Metro Trains Melbourne has installed new electronic lubricators and changed its track management procedures after a derailment near Rushall station in Melbourne’s north-east in February 2016.
Melbourne Metro Train TD1064 was citybound on the South Morang Line (now called the Mernda Line), when it derailed between Merri station and Rushall station, in north-east Melbourne on February 6, 2016.
The train comprised two 3-car X’Trapolis sets coupled as a six-car train.
The leading bogie of the second car derailed on a small-radius curve heading into Rushall station around 4:50pm on the day in question.
The train came quickly to a stop. There was one minor injury reported.

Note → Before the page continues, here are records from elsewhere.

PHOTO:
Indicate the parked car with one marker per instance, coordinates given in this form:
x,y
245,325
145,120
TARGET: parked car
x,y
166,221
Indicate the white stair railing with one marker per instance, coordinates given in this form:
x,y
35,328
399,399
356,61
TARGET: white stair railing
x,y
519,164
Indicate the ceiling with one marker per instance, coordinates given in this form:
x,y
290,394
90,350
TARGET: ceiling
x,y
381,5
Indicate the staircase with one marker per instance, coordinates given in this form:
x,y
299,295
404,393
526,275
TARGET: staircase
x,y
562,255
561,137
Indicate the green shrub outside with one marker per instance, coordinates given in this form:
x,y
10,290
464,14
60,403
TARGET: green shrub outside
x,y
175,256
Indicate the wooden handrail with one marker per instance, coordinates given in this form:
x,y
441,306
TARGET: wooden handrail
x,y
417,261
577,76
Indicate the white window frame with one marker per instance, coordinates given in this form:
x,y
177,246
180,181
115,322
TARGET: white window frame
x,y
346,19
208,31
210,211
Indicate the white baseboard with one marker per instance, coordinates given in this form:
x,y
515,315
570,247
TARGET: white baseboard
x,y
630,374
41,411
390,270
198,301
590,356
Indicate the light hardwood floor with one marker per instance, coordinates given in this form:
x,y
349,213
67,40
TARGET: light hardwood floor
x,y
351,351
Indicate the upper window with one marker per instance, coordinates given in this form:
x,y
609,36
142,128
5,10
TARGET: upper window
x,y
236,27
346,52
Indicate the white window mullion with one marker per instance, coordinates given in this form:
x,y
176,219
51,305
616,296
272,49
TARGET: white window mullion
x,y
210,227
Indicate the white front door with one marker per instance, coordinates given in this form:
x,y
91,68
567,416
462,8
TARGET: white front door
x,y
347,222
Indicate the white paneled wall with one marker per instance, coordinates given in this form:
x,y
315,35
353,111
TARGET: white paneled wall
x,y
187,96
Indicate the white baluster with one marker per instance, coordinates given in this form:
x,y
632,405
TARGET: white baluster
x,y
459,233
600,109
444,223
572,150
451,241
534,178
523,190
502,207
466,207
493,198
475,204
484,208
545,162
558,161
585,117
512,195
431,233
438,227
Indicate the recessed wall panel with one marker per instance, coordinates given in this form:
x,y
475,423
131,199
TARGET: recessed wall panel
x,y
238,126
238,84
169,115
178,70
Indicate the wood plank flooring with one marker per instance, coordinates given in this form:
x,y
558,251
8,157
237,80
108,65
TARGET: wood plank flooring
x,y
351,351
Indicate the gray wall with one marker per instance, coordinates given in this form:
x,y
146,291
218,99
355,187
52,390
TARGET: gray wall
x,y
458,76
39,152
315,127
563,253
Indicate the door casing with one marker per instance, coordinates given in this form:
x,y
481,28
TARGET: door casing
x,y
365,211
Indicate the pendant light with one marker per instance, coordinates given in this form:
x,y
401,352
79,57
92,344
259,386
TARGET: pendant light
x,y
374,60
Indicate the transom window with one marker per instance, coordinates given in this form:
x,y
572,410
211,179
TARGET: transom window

The Australian Transport Safety Bureau, which handed in its final report into the incident earlier this year, said the derailed car was foul of the adjacent track and there was potential for more serious consequences had a train from the opposite direction been passing at the time.
The ATSB found that leading right-hand wheel of the train’s second car had climbed the outside rail curve. Contributing factors were the high coefficient of friction between wheel and rail, and the geometry of a rail joint.
“The train was being operated within the speed limit for this curve and the manner of its operation did not contribute to the derailment,” the Bureau noted.
Five days after the derailment, a track regulator derailed on the same curve, a short distance from the first incident.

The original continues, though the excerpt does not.